Davis was elected a fellow of the Society of Antiquaries of London in 1850. He died at his residence, Bathwick Hill in 1902. The rank of major by which Davis was generally addressed arose from his commission in the Worcestershire militia; he was also a member of the Bath volunteer rifles.

==Works==
Davis worked on redevelopment of the Roman Baths. Exploring in 1869 the site of the hot springs of the old King's Bath, he found remains of Roman thermal work and published a descriptive account. In 1877–88 he exposed the Roman well beneath the King's bath, a discovery that had been foreshadowed; Alexander Sutherland, M.D. (An attempt to ascertain and extend the virtues of Bath and Bristol waters 2nd edit. 1764) had followed the researches made by Charles Lucas in 1755. In 1880-81 Davis found the Great Bath and in 1884–86 the Circular Bath, both Roman.
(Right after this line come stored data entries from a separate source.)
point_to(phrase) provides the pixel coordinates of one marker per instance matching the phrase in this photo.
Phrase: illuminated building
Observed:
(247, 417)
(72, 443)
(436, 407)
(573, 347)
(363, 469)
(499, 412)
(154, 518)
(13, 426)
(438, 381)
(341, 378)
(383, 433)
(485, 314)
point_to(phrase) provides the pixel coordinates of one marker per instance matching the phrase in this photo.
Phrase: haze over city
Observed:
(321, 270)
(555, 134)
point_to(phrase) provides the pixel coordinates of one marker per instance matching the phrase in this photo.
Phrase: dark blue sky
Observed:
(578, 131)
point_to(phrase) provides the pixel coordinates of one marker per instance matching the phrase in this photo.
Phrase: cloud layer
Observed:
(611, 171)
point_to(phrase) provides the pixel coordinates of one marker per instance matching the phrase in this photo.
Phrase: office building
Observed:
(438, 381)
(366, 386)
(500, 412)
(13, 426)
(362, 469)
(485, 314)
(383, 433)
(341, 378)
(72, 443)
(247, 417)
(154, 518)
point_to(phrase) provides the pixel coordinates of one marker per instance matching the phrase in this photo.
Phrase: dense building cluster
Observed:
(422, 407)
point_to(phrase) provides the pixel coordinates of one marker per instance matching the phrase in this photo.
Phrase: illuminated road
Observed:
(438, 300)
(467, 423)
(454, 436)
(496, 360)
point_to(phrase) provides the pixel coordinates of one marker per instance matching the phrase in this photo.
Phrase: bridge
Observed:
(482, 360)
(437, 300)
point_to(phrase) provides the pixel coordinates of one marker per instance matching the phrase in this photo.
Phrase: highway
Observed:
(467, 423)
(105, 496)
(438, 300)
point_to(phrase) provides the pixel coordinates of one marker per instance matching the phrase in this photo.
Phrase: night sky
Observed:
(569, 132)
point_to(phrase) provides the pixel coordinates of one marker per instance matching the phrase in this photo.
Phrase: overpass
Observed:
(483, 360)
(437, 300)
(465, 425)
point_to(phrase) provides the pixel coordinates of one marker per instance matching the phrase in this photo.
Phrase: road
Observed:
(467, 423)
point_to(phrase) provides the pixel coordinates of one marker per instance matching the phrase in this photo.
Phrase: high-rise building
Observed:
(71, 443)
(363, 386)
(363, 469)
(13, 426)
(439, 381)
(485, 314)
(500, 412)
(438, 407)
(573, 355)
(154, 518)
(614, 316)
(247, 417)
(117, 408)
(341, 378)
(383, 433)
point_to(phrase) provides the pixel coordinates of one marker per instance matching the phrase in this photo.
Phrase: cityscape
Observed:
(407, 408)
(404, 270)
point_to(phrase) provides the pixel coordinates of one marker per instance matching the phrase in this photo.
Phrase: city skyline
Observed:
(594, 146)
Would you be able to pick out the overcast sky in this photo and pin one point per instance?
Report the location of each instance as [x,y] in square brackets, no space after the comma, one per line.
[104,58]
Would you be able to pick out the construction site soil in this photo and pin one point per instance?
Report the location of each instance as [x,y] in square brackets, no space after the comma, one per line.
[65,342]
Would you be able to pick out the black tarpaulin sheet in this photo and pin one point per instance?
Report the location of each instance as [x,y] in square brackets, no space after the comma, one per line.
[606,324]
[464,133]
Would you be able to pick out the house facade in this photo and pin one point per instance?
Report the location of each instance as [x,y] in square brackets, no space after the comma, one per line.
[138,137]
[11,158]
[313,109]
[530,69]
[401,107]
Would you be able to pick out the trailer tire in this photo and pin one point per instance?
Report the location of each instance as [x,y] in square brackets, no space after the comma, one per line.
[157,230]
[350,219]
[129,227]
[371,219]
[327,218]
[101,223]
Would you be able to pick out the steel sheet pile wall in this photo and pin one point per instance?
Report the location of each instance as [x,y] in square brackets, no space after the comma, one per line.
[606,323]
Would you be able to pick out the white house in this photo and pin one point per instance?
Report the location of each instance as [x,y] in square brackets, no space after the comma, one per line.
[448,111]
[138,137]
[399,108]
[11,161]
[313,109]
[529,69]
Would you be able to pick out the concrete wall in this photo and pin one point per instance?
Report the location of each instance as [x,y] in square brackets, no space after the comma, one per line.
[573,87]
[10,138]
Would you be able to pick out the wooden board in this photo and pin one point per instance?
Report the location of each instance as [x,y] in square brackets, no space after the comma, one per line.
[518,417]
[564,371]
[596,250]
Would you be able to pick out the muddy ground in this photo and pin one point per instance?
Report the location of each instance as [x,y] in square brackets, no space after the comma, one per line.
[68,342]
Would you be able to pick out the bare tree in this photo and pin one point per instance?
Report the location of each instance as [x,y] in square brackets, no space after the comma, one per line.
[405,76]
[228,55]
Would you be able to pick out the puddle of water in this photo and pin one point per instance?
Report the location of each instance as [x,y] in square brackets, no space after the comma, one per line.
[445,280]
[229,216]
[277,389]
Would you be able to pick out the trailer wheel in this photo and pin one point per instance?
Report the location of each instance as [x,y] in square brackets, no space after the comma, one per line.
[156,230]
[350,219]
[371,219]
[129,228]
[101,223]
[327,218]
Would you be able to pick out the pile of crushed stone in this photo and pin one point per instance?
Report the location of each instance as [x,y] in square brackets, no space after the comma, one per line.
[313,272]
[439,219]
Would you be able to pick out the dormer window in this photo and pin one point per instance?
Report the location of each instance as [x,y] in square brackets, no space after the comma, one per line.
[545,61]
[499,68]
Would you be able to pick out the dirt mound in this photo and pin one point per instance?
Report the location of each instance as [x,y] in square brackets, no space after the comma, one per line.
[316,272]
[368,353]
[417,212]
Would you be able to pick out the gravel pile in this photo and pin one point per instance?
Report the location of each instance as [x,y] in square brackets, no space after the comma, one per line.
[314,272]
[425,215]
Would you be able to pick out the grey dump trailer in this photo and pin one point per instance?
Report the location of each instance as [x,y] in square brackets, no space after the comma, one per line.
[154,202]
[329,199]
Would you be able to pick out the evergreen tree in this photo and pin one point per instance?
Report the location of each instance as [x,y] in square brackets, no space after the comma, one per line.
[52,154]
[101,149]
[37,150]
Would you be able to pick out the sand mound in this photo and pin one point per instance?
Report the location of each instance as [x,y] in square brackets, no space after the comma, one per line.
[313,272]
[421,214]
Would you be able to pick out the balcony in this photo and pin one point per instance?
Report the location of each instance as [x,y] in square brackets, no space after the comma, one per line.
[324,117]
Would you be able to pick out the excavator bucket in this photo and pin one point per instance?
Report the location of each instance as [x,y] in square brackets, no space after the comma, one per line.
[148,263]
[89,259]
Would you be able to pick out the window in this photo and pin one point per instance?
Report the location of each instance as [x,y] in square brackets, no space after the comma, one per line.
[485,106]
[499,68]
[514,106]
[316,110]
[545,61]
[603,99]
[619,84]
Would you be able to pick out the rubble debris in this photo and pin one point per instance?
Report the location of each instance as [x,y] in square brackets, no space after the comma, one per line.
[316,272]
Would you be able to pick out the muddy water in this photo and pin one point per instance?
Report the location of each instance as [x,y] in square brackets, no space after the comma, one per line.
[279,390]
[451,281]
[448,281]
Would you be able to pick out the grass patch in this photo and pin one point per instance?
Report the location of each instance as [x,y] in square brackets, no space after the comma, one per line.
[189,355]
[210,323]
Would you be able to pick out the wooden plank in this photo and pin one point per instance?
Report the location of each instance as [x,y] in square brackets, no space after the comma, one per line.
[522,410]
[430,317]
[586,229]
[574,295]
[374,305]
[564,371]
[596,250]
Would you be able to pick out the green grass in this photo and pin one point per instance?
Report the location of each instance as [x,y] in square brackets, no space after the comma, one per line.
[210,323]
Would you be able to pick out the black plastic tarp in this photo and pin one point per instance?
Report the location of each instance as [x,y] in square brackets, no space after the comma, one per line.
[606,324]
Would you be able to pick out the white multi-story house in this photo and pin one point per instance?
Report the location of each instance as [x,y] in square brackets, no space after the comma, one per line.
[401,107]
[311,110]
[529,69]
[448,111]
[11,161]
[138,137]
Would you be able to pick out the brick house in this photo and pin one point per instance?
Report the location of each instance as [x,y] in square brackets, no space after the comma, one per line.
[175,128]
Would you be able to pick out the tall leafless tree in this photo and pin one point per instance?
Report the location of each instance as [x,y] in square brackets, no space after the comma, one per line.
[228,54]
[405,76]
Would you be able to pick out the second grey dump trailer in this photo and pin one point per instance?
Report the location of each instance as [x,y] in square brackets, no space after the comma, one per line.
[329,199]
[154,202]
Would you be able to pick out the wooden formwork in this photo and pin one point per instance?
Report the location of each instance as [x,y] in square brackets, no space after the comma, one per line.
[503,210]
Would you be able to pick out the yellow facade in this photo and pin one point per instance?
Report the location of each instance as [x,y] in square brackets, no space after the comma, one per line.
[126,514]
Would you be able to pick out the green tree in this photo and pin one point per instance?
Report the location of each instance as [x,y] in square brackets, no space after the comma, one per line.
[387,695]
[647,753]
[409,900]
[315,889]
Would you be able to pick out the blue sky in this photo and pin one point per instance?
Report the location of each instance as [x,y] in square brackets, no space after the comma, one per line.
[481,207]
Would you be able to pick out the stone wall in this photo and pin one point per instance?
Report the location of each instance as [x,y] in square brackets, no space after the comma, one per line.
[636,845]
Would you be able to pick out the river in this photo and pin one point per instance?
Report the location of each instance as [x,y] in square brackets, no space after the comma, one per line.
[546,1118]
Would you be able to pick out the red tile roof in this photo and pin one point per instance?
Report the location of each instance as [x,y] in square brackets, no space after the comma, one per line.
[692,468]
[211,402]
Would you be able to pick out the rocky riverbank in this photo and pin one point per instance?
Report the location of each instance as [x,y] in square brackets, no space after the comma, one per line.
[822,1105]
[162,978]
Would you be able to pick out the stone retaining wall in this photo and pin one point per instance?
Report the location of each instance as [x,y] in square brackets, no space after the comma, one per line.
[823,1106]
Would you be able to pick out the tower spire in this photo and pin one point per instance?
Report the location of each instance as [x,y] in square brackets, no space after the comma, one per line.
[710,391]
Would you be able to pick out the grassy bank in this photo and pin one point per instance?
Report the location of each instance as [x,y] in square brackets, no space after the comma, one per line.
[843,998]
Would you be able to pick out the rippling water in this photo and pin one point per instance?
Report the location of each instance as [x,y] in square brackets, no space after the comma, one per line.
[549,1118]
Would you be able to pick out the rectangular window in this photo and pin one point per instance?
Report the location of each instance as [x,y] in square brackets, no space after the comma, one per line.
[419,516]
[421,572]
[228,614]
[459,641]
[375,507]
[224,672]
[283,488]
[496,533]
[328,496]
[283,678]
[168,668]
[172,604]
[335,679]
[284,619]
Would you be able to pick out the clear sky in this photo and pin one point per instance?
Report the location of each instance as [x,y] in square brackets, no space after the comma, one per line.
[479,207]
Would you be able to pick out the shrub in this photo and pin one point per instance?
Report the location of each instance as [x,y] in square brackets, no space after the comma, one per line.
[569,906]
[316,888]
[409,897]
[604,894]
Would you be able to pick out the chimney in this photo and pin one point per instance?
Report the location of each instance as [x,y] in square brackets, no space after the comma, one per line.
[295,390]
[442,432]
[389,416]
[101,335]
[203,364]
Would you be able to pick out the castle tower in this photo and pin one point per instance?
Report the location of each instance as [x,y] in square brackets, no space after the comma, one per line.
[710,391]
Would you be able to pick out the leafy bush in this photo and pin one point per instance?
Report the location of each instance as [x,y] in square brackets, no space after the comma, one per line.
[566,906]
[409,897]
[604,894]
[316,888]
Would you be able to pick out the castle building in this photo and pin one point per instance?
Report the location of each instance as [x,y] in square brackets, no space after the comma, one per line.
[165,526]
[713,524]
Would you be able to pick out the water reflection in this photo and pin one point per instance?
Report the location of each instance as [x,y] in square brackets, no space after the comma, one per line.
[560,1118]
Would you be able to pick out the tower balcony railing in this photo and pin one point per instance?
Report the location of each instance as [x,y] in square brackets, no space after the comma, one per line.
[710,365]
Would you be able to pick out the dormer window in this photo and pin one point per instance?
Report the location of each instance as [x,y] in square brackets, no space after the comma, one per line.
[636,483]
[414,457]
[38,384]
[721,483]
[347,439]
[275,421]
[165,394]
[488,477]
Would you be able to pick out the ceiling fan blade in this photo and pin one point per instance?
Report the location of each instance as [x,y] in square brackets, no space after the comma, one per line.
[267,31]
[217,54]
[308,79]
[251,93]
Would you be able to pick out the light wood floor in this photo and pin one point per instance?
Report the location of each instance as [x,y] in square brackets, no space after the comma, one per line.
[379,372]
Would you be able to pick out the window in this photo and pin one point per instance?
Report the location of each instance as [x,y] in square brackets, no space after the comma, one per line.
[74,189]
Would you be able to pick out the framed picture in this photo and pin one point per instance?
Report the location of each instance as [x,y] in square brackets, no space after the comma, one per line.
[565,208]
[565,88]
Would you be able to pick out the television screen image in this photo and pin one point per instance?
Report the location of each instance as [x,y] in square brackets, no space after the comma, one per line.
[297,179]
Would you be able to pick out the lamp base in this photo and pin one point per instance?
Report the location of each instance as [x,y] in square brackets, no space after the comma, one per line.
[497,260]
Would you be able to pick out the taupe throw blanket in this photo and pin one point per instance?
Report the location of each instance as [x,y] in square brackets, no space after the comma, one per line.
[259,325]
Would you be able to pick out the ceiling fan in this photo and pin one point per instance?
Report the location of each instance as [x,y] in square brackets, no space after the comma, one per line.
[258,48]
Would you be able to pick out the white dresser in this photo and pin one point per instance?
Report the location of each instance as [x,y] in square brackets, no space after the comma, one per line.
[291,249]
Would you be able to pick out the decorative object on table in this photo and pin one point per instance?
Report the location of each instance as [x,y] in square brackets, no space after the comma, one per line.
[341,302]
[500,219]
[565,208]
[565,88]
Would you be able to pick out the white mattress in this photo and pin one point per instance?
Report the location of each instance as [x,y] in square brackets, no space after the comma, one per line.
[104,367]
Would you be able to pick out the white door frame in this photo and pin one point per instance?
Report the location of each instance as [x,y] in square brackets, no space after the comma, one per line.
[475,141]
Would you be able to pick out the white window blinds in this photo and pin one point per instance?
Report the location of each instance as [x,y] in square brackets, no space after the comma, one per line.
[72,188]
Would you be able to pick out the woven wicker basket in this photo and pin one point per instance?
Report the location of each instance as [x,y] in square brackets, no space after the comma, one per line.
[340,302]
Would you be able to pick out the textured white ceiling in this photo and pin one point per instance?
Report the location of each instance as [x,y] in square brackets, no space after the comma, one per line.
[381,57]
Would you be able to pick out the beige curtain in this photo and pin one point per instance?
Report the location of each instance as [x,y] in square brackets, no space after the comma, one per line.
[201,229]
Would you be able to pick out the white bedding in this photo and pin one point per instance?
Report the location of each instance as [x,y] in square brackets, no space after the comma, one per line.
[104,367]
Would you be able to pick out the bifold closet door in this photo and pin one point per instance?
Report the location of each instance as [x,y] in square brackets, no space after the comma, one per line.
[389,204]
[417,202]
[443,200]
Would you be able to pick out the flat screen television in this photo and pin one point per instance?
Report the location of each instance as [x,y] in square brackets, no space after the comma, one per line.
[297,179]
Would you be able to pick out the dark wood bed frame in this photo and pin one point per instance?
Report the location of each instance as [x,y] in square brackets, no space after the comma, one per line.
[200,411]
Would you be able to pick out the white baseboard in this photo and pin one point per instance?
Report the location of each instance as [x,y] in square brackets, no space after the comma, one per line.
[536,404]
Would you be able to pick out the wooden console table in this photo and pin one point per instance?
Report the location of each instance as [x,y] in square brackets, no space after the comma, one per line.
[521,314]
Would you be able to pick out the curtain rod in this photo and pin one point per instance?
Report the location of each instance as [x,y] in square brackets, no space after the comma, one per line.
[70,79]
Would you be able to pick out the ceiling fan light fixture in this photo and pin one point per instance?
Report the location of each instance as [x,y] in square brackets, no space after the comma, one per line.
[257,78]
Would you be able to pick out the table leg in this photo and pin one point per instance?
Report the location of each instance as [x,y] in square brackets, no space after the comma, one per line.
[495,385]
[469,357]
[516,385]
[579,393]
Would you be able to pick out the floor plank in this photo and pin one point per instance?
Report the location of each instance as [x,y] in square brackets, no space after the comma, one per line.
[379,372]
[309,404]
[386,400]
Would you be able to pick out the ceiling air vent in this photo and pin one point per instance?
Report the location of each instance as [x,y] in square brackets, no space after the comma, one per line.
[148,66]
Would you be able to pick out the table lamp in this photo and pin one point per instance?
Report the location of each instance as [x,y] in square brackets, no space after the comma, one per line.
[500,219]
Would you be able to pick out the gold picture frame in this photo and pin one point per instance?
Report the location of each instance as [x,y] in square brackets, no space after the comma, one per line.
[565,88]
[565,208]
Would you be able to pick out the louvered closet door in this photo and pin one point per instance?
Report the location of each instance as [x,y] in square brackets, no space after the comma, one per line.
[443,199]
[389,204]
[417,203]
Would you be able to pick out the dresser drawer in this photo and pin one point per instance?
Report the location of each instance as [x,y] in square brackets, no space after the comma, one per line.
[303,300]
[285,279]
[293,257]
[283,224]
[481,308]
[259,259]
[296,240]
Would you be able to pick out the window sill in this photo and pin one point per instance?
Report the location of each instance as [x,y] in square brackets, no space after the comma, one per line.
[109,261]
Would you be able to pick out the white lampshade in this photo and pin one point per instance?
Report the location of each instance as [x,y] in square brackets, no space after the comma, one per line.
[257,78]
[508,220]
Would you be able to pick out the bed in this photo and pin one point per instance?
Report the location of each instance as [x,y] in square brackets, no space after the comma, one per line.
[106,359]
The old Queen's Bath, constructed in 1597 and named after Anne of Denmark, was removed in the course of the Roman discoveries of 1885. Davis's main original design was the new Queen's Bath, begun in 1886, and completed in 1889. The work and incidental restoration met with criticism on structural as well as archaeological grounds. Reports were made on behalf of the Society of Antiquaries by John Henry Middleton and William Henry St John Hope, but local debate grew heated; an independent opinion sought from Alfred Waterhouse, who in a report dated 14 January 1887 came to anodyne conclusions.

Besides his work for the corporation Davis had a private practice. He designed and restored churches, including St Peter's in Freshford and St Mary Magdalene's Church in Langridge, Charlcombe. He was the architect of the Empire Hotel, Bath, opened in 1901, and the Colonnades, balustrading, steps and kiosk at Parade Gardens opposite the hotel.

Davis published Mineral Baths of Bath; the Bath of Bathes Ayde in the Reign of Charles II (Bath, 1883), and other several pamphlets on the same subject. In 1863, he designed an escritoire, Bath's wedding gift to Alexandra of Denmark, presented in 1869; it incorporated Royal Worcester designed by Arthur Murch.

==Family==
Davis married in 1858 Selina Anne, eldest daughter of Captain Howarth, who survived him without issue.